Look at their specific job, whether they have customer contact (non-solicitation/non-dealing), whether they have knowledge of confidential plans to expand or pricing information (non-compete). Do they have influence over other employees, or operate as part of a team in circumstances where there would be a real risk if everyone left? (Non-solicitation of employees). How long will it take for someone else to develop a relationship with the client? The answer to these questions will determine what goes into restrictive covenants and for how long.
- Make sure restrictive covenants are regularly updated – when an employee is promoted or they change job, ensure that the covenants will still protect the business. So if they move from HR to sales, then non-solicitation and non-dealing covenants need to go into the contract. To be enforceable there should always be ‘consideration’ for the employee entering into a restrictive covenant – this can be money or money’s worth and so any new restriction can be ‘in consideration’ of the new job.
- Ensure that you enforce any breaches of restrictions, both for your ex-employees and those joining you.

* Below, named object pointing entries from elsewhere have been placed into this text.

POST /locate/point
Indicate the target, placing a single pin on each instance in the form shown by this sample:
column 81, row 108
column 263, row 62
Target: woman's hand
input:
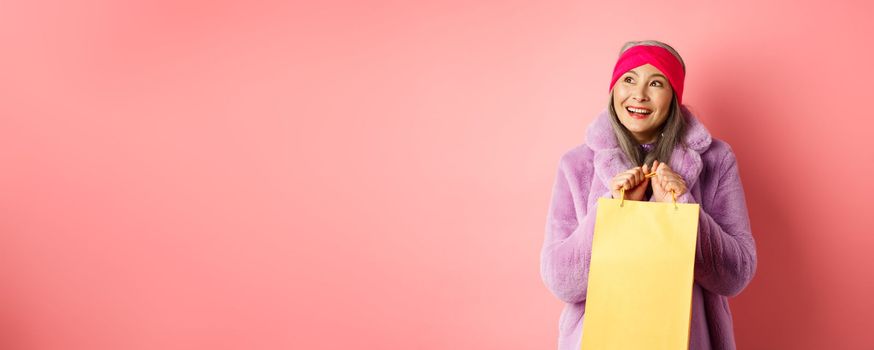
column 634, row 182
column 666, row 180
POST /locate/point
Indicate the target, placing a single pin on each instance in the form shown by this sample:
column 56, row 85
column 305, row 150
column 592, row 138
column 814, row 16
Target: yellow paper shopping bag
column 640, row 275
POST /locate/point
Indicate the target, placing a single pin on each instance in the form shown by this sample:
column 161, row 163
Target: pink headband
column 657, row 56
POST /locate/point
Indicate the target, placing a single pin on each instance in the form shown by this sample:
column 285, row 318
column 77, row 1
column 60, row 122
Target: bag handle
column 622, row 193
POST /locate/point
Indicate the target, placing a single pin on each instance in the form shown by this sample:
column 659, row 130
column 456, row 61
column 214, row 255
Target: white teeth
column 640, row 111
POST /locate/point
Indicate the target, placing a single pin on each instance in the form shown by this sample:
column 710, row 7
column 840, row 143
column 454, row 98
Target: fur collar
column 609, row 159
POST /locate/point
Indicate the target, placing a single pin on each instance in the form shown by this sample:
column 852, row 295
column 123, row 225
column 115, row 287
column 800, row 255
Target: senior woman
column 646, row 128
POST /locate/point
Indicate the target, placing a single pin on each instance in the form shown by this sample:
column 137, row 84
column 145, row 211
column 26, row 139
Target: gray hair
column 671, row 133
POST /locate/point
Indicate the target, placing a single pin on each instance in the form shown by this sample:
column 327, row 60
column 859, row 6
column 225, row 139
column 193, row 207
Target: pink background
column 375, row 175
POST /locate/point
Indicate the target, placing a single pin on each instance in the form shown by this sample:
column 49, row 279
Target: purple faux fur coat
column 725, row 259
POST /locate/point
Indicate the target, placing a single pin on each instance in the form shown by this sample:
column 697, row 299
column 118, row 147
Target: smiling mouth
column 638, row 111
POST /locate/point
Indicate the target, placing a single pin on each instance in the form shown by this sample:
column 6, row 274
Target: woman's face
column 645, row 88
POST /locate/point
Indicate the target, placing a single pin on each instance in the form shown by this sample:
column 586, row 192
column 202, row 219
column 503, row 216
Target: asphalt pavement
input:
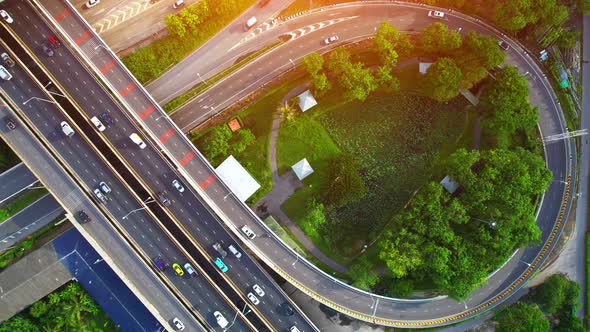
column 357, row 303
column 14, row 181
column 120, row 257
column 221, row 51
column 194, row 225
column 353, row 23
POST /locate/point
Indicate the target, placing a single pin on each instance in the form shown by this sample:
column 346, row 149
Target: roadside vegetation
column 381, row 139
column 32, row 242
column 7, row 157
column 550, row 306
column 191, row 28
column 70, row 308
column 21, row 202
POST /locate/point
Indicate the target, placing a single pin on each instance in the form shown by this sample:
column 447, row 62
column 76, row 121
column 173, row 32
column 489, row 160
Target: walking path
column 284, row 186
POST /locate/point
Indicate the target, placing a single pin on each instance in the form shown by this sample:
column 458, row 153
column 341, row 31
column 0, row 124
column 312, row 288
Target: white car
column 176, row 184
column 102, row 198
column 178, row 324
column 220, row 319
column 330, row 39
column 258, row 290
column 67, row 129
column 96, row 122
column 104, row 187
column 436, row 14
column 137, row 140
column 253, row 298
column 248, row 231
column 6, row 16
column 92, row 3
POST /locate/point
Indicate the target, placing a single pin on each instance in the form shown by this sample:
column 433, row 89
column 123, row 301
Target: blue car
column 221, row 265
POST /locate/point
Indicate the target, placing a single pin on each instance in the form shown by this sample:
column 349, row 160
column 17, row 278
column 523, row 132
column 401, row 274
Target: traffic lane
column 15, row 180
column 544, row 223
column 243, row 271
column 92, row 172
column 150, row 159
column 89, row 101
column 219, row 45
column 56, row 179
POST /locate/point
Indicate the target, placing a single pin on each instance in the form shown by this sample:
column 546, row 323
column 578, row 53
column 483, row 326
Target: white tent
column 302, row 169
column 449, row 184
column 237, row 178
column 306, row 101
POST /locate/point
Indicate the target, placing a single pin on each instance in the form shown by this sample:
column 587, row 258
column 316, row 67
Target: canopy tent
column 302, row 169
column 449, row 184
column 306, row 101
column 237, row 178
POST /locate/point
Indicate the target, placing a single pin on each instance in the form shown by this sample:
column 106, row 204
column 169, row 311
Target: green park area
column 70, row 308
column 381, row 139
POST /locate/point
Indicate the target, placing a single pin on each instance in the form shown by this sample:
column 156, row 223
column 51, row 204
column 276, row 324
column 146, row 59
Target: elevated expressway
column 363, row 18
column 186, row 221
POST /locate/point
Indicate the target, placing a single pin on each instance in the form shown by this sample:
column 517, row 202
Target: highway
column 358, row 22
column 80, row 156
column 189, row 214
column 64, row 185
column 354, row 302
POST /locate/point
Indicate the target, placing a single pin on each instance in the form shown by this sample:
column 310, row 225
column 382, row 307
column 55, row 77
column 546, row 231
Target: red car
column 53, row 41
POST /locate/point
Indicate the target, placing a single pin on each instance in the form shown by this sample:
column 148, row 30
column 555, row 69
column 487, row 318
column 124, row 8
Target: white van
column 5, row 74
column 250, row 23
column 220, row 319
column 137, row 140
column 234, row 251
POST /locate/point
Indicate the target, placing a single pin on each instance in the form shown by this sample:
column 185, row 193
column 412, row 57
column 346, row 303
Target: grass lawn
column 258, row 117
column 151, row 61
column 398, row 141
column 21, row 203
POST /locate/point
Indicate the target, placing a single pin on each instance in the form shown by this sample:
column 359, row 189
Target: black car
column 106, row 118
column 159, row 263
column 9, row 122
column 83, row 217
column 48, row 51
column 164, row 199
column 287, row 309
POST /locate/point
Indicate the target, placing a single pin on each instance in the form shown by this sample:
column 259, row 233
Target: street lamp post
column 236, row 316
column 37, row 98
column 490, row 223
column 147, row 201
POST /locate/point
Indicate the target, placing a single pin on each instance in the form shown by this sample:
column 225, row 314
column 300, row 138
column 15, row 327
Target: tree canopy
column 506, row 104
column 442, row 79
column 521, row 317
column 448, row 238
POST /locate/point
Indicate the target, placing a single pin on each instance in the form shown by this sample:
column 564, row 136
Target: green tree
column 241, row 140
column 521, row 317
column 568, row 38
column 175, row 25
column 38, row 309
column 362, row 274
column 313, row 63
column 437, row 39
column 442, row 79
column 478, row 54
column 216, row 142
column 20, row 324
column 513, row 15
column 506, row 104
column 343, row 184
column 557, row 294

Make it clear, in writing, to new employees who are under covenant from their previous employer, that they must not breach these restrictions. This will help you to defend any claim against you that you have induced a breach of these restrictions. Similarly, if your former employees breach their restrictions, make sure you take action immediately because otherwise your failure to enforce restrictions will be used against you.

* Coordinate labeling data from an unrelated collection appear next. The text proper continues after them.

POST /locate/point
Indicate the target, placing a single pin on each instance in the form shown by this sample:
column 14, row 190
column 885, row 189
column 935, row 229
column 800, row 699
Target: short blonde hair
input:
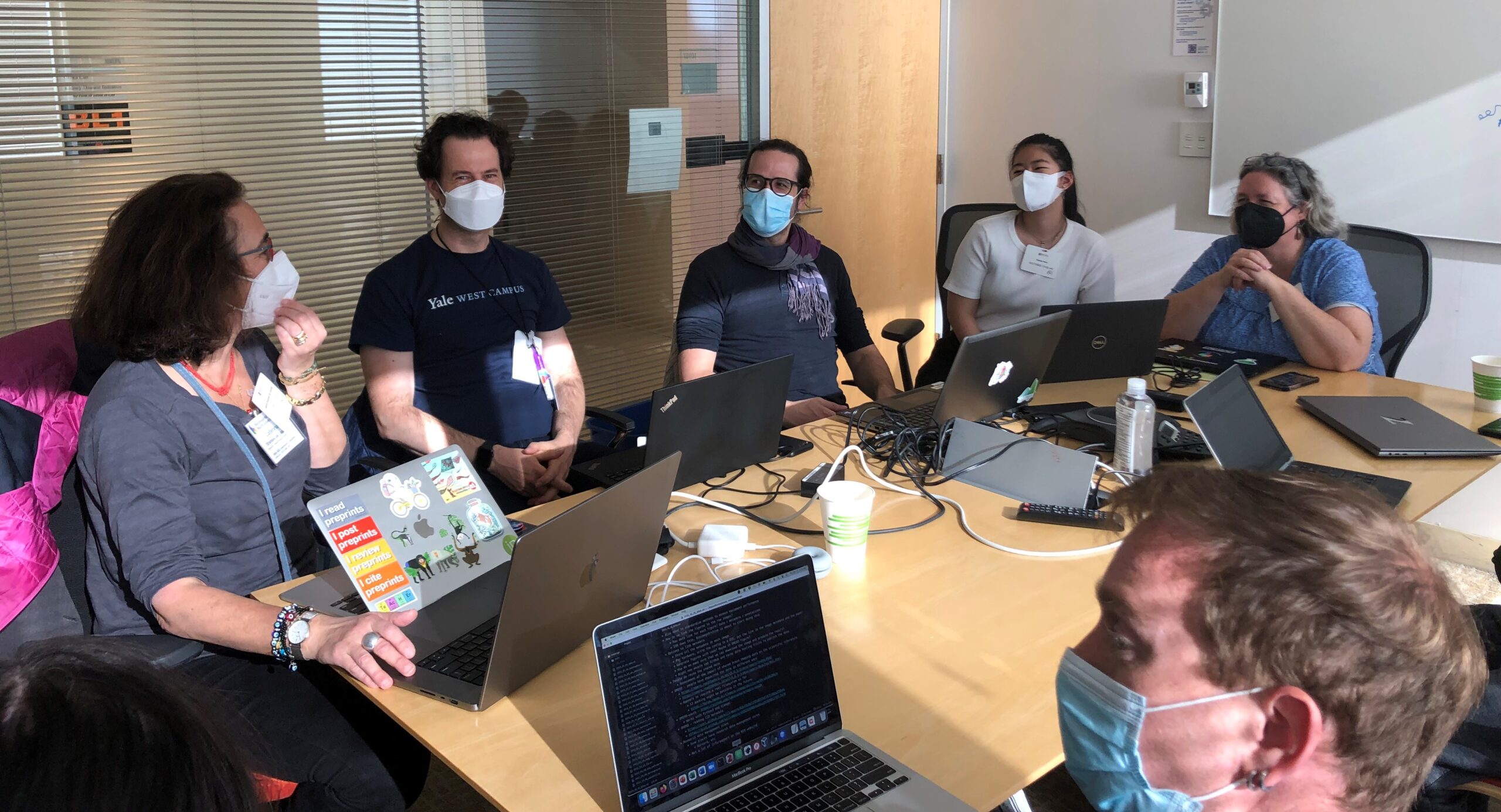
column 1314, row 585
column 1302, row 185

- Assume that a non-compete clause preventing an ex-employee from competing with your business is unenforceable. They can be enforced but only against those employees who have confidential information about i.e future plans for the business, trade connections or other confidential information which, if it gets into the hands of an employer, could give them a real competitive edge. It cannot be used to protect customer relationships, the courts expect non-solicitation and non-dealing clauses to be used for this. The exception is a ‘radius’ covenant (i.e don’t work within two miles of the office) and even then you have to be able to show that there is a correspondence between the ‘radius’ and the client base. While hairdressers and butchers might be able to show this, in today’s technological age often solicitors and accountants, who traditionally used to use this kind of ‘radius’ covenant, can have clients all over the country.
- Impose identical covenants in the contracts of all employees from the receptionist to the Managing Director. If you do, then you run the risk of them not being enforceable at all because it is clear you have not considered the legitimate business interest that you are trying to protect.
- Ignore a letter from a new employee’s employer alleging a breach of their restrictions. Speak to the employee immediately and make it clear that this is unacceptable behaviour and that they must stop. Confirm this in writing. If you do this then you will not be liable for inducing a breach but the new employee would still be liable to their former employer.
- Don’t forget that any clever attempts to get around restrictive covenants will generally be uncovered during a court case. The tentacles of disclosure are very long and can extend to personal texts, emails and indeed those of family members. The potential risks are high, with the losing party having to pay the other side’s significant legal costs, as well as any damages.